To the same effect are the other authorities heretofore cited.

We are not holding those who operate scenic railways to be insurers of the life and safety of those who patronize them, but, to acquit themselves of liability, the operators of such machines must not fall short of the degree of care and diligence as defined in instruction No. 11.

We are not going to condemn the scenic railway, involved in the instant case, as on a parallel with such a dangerous and explosive instrumentality as was dealt with by Mr. Chief Justice Owen in the case of the Oklahoma Gas Electric Co. v. Oklahoma Railway Co., 77 Okla. 290, 188 P. 331. Neither are we going to designate it as a death trap, but we are not so certain that such a contrivance may not become such in a very short time, if those who operate them fail to practice the degree of care and diligence that the trial court defined in his instruction No. 11.
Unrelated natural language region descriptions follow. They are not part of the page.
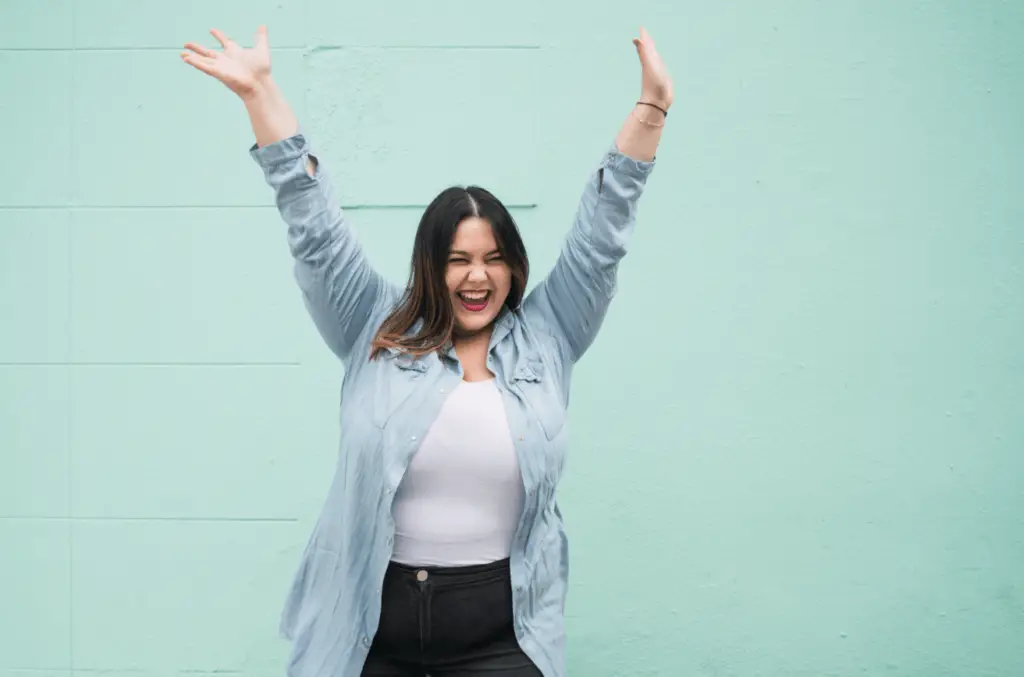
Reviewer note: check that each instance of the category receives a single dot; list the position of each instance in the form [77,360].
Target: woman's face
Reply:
[478,279]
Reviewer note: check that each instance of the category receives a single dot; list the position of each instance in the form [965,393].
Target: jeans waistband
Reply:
[465,574]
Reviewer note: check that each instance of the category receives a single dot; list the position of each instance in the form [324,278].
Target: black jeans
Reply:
[448,622]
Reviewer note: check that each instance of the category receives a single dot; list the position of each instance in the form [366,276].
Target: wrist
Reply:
[258,91]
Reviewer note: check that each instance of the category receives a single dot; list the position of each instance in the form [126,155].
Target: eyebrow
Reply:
[459,251]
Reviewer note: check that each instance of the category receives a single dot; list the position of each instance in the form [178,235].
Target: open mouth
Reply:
[474,301]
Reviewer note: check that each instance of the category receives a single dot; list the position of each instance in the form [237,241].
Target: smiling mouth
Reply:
[474,301]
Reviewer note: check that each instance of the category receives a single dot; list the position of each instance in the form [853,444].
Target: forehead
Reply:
[474,235]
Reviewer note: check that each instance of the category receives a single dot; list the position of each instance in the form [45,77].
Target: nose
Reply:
[477,273]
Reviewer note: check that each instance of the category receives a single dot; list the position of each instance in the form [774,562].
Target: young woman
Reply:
[440,548]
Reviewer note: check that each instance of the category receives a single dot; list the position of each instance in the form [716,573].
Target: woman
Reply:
[440,548]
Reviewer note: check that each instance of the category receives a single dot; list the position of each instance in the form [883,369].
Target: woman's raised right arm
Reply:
[341,290]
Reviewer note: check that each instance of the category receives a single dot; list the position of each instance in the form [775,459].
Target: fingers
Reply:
[201,50]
We have examined the instructions given by the trial court in this cause, and we find that they properly define and present the issues involved in the instant case, and we find no other errors by the trial court that would warrant a reversal.
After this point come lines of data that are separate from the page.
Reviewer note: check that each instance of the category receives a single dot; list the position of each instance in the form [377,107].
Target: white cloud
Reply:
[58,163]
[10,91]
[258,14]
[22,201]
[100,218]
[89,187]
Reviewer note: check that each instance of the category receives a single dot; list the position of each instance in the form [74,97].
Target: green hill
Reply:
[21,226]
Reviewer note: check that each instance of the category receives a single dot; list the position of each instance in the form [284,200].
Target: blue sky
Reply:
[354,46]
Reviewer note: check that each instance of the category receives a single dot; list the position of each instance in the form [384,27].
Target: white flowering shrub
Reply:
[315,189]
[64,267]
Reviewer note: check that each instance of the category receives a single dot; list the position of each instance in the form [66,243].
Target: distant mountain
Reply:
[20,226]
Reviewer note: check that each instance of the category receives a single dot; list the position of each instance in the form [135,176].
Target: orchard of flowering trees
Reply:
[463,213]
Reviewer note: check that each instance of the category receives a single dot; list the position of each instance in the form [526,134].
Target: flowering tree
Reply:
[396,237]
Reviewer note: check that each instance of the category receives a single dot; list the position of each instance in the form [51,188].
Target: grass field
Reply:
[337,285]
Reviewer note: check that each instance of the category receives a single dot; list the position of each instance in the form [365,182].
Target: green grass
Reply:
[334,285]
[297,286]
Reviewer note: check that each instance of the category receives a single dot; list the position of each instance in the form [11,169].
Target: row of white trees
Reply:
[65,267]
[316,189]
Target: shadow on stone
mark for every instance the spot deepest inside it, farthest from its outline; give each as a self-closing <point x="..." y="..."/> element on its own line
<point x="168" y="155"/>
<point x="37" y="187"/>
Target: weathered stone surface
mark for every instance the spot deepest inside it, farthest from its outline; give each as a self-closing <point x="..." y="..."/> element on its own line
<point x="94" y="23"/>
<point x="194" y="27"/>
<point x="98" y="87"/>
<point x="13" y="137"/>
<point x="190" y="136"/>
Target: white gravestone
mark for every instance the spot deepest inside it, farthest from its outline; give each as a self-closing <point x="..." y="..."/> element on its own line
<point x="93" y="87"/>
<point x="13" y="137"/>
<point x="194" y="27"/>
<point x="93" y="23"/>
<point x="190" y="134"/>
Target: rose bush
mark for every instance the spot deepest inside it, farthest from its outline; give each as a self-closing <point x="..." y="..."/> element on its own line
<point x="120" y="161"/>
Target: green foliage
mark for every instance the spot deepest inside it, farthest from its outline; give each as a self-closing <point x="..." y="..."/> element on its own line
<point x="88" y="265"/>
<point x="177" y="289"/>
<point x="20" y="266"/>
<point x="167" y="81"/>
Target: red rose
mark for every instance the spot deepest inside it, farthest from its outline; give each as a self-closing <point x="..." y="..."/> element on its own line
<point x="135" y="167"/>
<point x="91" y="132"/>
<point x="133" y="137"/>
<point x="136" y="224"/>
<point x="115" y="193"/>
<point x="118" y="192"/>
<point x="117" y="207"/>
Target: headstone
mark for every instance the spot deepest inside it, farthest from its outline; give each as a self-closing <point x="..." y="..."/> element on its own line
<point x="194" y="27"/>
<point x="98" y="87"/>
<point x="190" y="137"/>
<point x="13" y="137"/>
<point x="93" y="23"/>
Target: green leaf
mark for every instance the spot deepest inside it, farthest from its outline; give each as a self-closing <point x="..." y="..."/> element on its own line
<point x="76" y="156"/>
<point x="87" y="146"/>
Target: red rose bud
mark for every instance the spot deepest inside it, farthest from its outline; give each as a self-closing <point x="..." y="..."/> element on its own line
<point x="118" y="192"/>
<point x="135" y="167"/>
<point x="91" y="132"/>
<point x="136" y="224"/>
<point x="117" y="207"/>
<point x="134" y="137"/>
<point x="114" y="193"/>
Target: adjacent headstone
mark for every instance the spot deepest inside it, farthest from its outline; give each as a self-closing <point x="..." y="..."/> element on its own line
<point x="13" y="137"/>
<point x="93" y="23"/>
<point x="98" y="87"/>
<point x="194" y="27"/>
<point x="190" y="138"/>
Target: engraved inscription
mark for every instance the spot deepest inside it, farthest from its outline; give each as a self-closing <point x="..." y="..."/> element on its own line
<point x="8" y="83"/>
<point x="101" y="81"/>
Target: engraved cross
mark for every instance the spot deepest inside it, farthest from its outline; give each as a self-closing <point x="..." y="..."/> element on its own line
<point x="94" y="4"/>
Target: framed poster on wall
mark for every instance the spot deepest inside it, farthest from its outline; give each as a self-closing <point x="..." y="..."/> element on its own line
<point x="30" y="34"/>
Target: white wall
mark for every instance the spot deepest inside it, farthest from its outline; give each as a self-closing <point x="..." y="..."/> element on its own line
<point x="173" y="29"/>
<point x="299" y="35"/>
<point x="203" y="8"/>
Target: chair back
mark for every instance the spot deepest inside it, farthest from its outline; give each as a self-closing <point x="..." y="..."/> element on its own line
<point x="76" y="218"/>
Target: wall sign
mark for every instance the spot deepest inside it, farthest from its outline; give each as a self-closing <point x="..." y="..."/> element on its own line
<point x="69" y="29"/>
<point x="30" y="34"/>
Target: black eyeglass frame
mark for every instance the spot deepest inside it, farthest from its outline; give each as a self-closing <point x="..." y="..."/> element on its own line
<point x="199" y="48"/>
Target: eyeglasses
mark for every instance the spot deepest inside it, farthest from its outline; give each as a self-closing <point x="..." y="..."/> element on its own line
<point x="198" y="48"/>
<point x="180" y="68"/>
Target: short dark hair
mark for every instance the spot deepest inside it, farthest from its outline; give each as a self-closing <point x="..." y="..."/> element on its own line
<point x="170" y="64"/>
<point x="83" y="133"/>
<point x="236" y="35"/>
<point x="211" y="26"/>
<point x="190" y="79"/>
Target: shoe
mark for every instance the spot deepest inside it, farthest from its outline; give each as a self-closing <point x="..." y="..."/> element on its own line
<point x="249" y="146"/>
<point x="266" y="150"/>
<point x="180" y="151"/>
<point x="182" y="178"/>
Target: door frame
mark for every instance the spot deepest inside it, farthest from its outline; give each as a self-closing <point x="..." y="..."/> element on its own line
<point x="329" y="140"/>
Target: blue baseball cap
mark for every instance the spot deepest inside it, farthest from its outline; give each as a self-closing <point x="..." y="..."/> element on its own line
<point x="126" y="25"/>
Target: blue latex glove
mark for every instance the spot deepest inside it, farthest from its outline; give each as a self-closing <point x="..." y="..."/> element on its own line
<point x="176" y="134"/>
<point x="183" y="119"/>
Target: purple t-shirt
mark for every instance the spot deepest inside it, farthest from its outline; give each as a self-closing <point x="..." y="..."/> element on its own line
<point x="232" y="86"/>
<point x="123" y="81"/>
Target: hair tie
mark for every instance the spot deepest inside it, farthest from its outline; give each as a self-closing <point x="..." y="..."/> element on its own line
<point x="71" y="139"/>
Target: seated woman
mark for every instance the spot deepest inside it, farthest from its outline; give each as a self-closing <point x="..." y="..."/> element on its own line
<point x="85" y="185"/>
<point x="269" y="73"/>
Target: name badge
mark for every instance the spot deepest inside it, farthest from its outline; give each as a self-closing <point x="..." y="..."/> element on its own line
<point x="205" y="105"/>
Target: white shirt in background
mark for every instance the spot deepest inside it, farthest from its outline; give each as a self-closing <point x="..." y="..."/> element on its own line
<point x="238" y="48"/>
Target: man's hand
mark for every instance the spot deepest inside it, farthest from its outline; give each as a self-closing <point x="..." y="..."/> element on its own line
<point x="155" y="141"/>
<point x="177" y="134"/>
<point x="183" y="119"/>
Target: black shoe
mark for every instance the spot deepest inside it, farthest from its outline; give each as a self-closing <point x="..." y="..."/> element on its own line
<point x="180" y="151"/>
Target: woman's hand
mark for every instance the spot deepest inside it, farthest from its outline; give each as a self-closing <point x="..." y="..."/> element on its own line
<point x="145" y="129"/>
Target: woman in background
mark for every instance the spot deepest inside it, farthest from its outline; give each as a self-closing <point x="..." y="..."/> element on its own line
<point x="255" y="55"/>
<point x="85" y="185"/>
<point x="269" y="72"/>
The plaintiff in error contends that the verdict of the jury is excessive, and that there should be a remittitur ordered by this court. The rule in Oklahoma seems to be that where the verdict is not so excessive as to raise a presumption that the jury was actuated by prejudice and passion in rendering the same, and in the absence of any specific proofs of passion and prejudice in rendering the judgment, and where the facts have been submitted to the jury under proper instructions, it is left to the discretion of the jury as to the amount of the recovery, and this is especially true where the appellate court is called upon to make the remittitur and where the trial court has failed to take action. The following Oklahoma cases support the above rule as to ordering remittiturs by this court; Henryetta Coal Mining Co. v. O'Hara, 50 Okla. 159,150 P. 1114; WatersPierce Oil Co. v. DeSelms, 18 Okla. 107,89 P. 212.
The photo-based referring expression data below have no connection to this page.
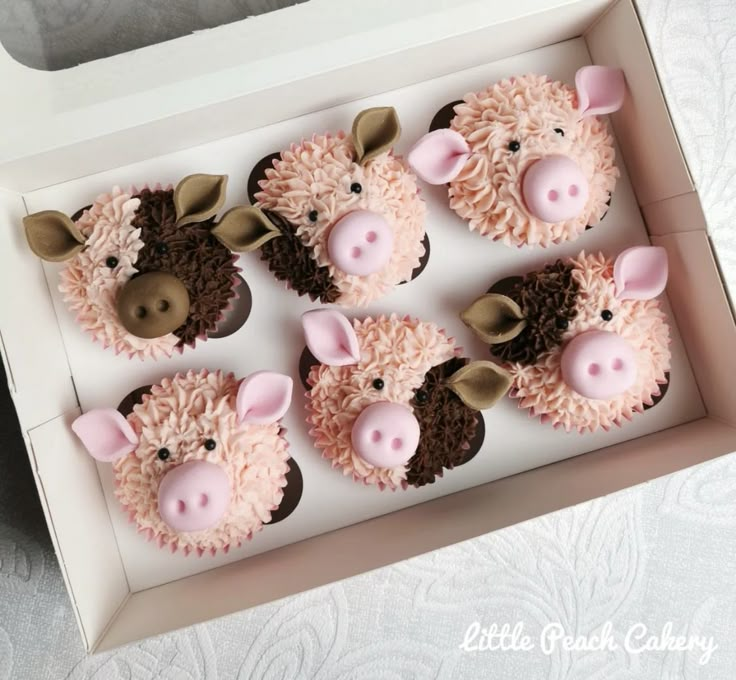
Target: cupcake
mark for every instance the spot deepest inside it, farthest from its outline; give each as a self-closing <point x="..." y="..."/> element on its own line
<point x="528" y="160"/>
<point x="342" y="219"/>
<point x="584" y="339"/>
<point x="391" y="402"/>
<point x="151" y="271"/>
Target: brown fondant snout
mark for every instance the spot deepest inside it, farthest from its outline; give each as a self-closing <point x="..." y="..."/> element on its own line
<point x="152" y="305"/>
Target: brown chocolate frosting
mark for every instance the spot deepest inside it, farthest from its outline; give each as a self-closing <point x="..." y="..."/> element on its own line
<point x="447" y="426"/>
<point x="547" y="300"/>
<point x="205" y="266"/>
<point x="291" y="261"/>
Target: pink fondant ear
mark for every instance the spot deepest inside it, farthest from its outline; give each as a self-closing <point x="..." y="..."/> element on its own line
<point x="439" y="156"/>
<point x="263" y="398"/>
<point x="600" y="89"/>
<point x="640" y="273"/>
<point x="330" y="337"/>
<point x="106" y="434"/>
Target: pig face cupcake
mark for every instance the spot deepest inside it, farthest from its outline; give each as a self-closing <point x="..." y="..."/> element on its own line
<point x="528" y="161"/>
<point x="584" y="339"/>
<point x="201" y="462"/>
<point x="150" y="271"/>
<point x="339" y="217"/>
<point x="391" y="401"/>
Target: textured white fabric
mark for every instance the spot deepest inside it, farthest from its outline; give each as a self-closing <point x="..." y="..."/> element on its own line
<point x="663" y="552"/>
In this case the plaintiff below was 35 years of age, in good health, and was drawing a salary of $50 a month and other benefits, and at the time of trial, while the proofs were conflicting, it appears she had a permanent injury to her foot. She had taught two terms of school since the injury, in country districts, but, owing to the trouble that her wound was giving her, she had to abandon this pursuit. There is no evidence in this case that the jury was actuated by passion or prejudice in the rendering of the judgment. The trial judge heard the evidence and had an opportunity to observe the condition of the plaintiff, and if the trial judge had concluded that the judgment was excessive, we have reason to believe, he would have ordered a remittitur or granted a new trial. This court will, therefore, refuse to order a remittitur in this case. *Page 250

The judgment of the trial court is, therefore, affirmed.

HARRISON, C. J., and JOHNSON, MILLER, and KENNAMER, JJ., concur.